Was there a soul in Palermo who thought they could repulse the men who had conquered so much? Did they, in their darker moments, wonder at a race like the Normans, and at a family, the eldest of whom had only arrived in Italy thirty-five years previously and with nothing: bare-arsed knights, as they described themselves? By sheer ability with sword, shield, horse and lance, guile, cunning, political ability and a strong dose of good fortune, they had risen to consort with kings and popes, had come to make emperors fearful. Did they reflect that in the past invasions of these lands it had been an overwhelming force of numbers that had triumphed, yet these de Hautevilles were few, and the men they led never were large in numbers? If they did think such thoughts, it seemed they knew they were doomed, yet they fought, not with despair, but with faith that when they died, all the promises of Paradise made to them would be theirs.

The Greeks of Bari had stayed behind their walls, but the Saracens of Palermo came out to fight and, if they paid a high price for their courage, they extorted a fair one in exchange, for they matched the men Roger led in sheer brio. They applied cunning too, opening gates to entice their besiegers forward, then coming out to fight in massive numbers, falling back to heavily manned walls from which their companions could inflict casualties with boiling oil, fire, rocks and arrows while their fellows slipped back into the city.

Nor were they shy at sea: a combined Sicilian and African galley fleet appeared off the Gulf of Palermo intent on destroying Robert’s ships, each one with a thick awning over its deck to protect the rowers from crossbow bolts and lances, each vessel full to capacity with men so willing to die that if they lacked leadership it mattered little.
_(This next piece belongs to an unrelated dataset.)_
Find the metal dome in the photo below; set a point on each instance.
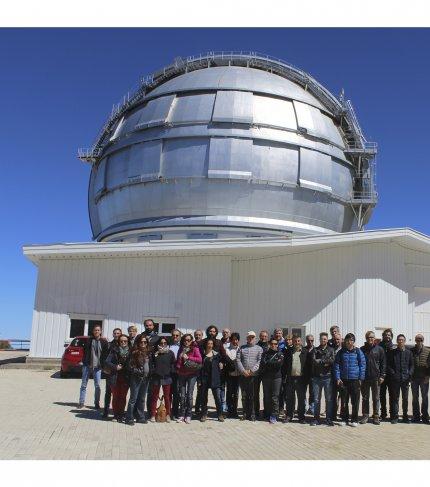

A battle begun near dawn was still raging as the sun began to dip, and it took that long for the Guiscard’s ships to gain the upper hand. In the end, though, such stalwart resistance contributed to their undoing.

Finally breaking off the action and fleeing for safety, with their exhausted oarsmen collapsing over their sticks, the Saracen fleet made for the harbour. Pursued by Robert’s ship they sought to secure the entrance with a great chain, a device that had kept them safe for decades, only to fail to secure it in enough time to stop him breaking through. Once in the confined space of the harbour, and using fire to set light to those protective awnings, the destruction of the Saracen galleys was total.